Never mind. I just used those extra calories getting lost in the maze that is the medina of Fez, where I went to see a tannery and then bought a leather handbag.
And then had my picture taken in front of the Royal Palace – which to this day remains the palace of the country’s monarch. We can’t enter though so I just had to content myself looking at the bronze door and the elaborate mosaic tile work that I had assumed decorates most of the historic and grand buildings in Morocco.
I was just so amazed with all the novel things that I have seen that after years of enjoying traveling solo or traveling with my peers, I suddenly missed my parents – wishing my daddy was still alive (he would definitely try that camel burger) or that my nanay still have strong knees so that she could walk around without the aid of a walking cane.
The problem with bread, according to my Malaysian friend Evelyn, is that eating a piece of bread is not as filing and satiating as eating a cup of rice. Unlike rice, you can eat a lot of bread and still don’t feel full, she told me. I sort of agreed – I do get satiated after eating a tuna sandwich or about two to three slices of bread. But bread, even if it’s homemade and freshly-baked, feels cold and heavy in my stomach. A cup of steamed rice, meanwhile, feels warm, nourishing and familiar.

And it’s that longing for rice that spurred me to order basmati rice when I saw it in in a menu in a restaurant in a medina in Tangier.
Not only did it take the waiter almost an hour to serve my order, but the rice was soggy and cold.
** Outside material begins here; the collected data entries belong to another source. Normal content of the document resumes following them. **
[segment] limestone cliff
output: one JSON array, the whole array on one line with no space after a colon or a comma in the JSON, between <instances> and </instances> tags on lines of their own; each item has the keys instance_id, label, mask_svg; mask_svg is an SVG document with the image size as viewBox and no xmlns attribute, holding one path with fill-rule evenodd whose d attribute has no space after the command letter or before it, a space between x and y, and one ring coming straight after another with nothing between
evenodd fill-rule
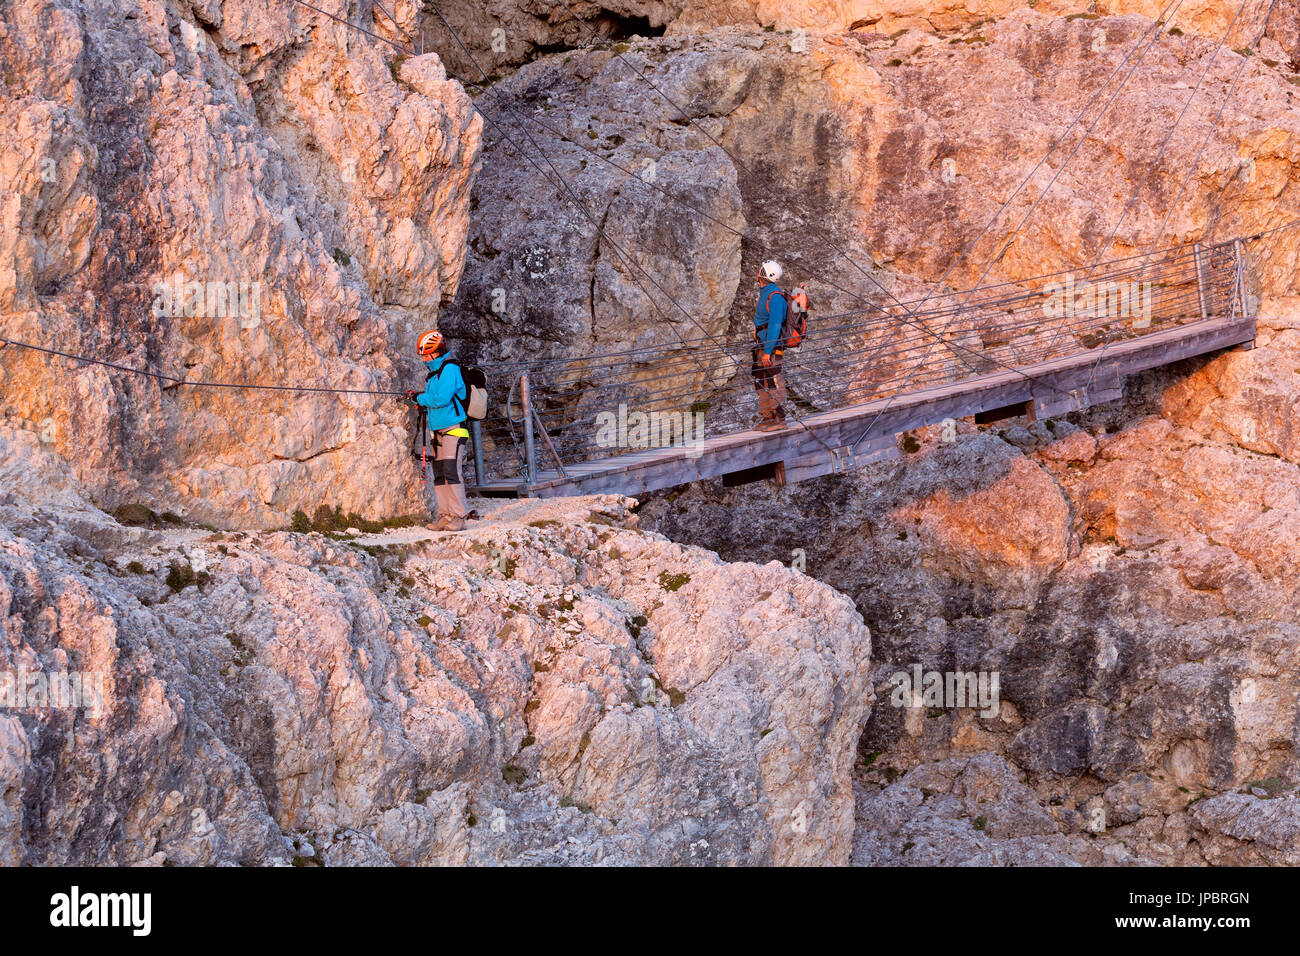
<instances>
[{"instance_id":1,"label":"limestone cliff","mask_svg":"<svg viewBox=\"0 0 1300 956\"><path fill-rule=\"evenodd\" d=\"M978 27L1025 8L1085 20L1130 13L1148 19L1163 16L1170 29L1180 34L1217 37L1239 4L1231 0L1096 0L1086 5L1070 0L450 0L439 7L441 16L424 13L420 30L453 69L477 81L479 72L471 60L489 73L499 73L557 49L589 46L600 38L691 36L725 26L805 35L943 33ZM1300 53L1300 5L1295 0L1275 4L1268 36L1292 57Z\"/></svg>"},{"instance_id":2,"label":"limestone cliff","mask_svg":"<svg viewBox=\"0 0 1300 956\"><path fill-rule=\"evenodd\" d=\"M630 503L433 539L0 505L0 862L847 862L861 617ZM69 673L101 697L36 697Z\"/></svg>"},{"instance_id":3,"label":"limestone cliff","mask_svg":"<svg viewBox=\"0 0 1300 956\"><path fill-rule=\"evenodd\" d=\"M223 526L419 508L404 409L464 261L480 122L434 54L289 2L0 10L3 425L101 505Z\"/></svg>"}]
</instances>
It was such a bad lunch that I had to leave asap and went to the famous Café Hafa where I had another cup of cafe noir in a café located at the cliff top overlooking the Bay of Tangier. The coffee was warm, the weather a bit nippy, and the view was fantastic.
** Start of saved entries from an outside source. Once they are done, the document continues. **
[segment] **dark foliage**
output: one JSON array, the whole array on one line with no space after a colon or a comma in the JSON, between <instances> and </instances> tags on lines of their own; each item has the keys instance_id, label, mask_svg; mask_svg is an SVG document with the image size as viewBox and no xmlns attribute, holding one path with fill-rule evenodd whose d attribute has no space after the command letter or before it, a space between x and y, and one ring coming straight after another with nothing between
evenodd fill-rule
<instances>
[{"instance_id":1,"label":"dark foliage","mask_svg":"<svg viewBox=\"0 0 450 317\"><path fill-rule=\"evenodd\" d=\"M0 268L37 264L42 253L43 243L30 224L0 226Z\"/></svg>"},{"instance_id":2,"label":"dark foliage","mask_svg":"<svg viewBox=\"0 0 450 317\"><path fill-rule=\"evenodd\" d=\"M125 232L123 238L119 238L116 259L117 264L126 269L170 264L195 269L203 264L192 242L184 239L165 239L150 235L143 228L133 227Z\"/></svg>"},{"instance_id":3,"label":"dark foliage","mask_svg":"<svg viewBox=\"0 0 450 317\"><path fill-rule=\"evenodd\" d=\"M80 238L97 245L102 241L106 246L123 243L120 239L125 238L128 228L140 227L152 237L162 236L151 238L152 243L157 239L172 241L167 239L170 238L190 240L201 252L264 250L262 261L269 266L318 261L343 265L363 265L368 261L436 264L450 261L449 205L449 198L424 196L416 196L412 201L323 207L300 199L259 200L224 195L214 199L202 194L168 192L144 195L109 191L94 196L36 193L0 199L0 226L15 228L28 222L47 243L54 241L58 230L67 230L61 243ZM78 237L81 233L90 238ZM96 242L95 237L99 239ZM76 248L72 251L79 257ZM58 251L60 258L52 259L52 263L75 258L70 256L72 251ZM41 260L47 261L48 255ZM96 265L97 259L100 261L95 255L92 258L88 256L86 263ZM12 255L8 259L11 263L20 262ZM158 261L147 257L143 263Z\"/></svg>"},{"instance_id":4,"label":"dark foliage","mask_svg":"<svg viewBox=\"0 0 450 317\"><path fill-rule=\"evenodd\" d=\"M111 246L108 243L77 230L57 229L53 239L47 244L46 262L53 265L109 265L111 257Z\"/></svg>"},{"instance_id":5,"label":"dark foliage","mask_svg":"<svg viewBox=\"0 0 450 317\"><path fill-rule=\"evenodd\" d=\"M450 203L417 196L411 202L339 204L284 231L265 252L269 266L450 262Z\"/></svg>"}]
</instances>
Of course, I did try again when we had dinner in this rooftop restaurant in the medina in Marrakech – but with the same result. Long wait. Disappointing plate of cold rice. I tried to bury that memory by having a glass of wine afterwards.
I spent the day after wandering the oasis that is Jardin Majorelle – a botanical garden in the middle of a city, but it is more known as the museum (and once upon a time the vacation house) of the late French designer Yves Saint-Laurent.
A week later, I returned to Hong Kong. And in the next few weeks, or probably months – I cooked rice, ordered rice – Thai jasmine white rice, organic Philippine brown rice, Japonica rice. And ate rice. Lots and lots of rice.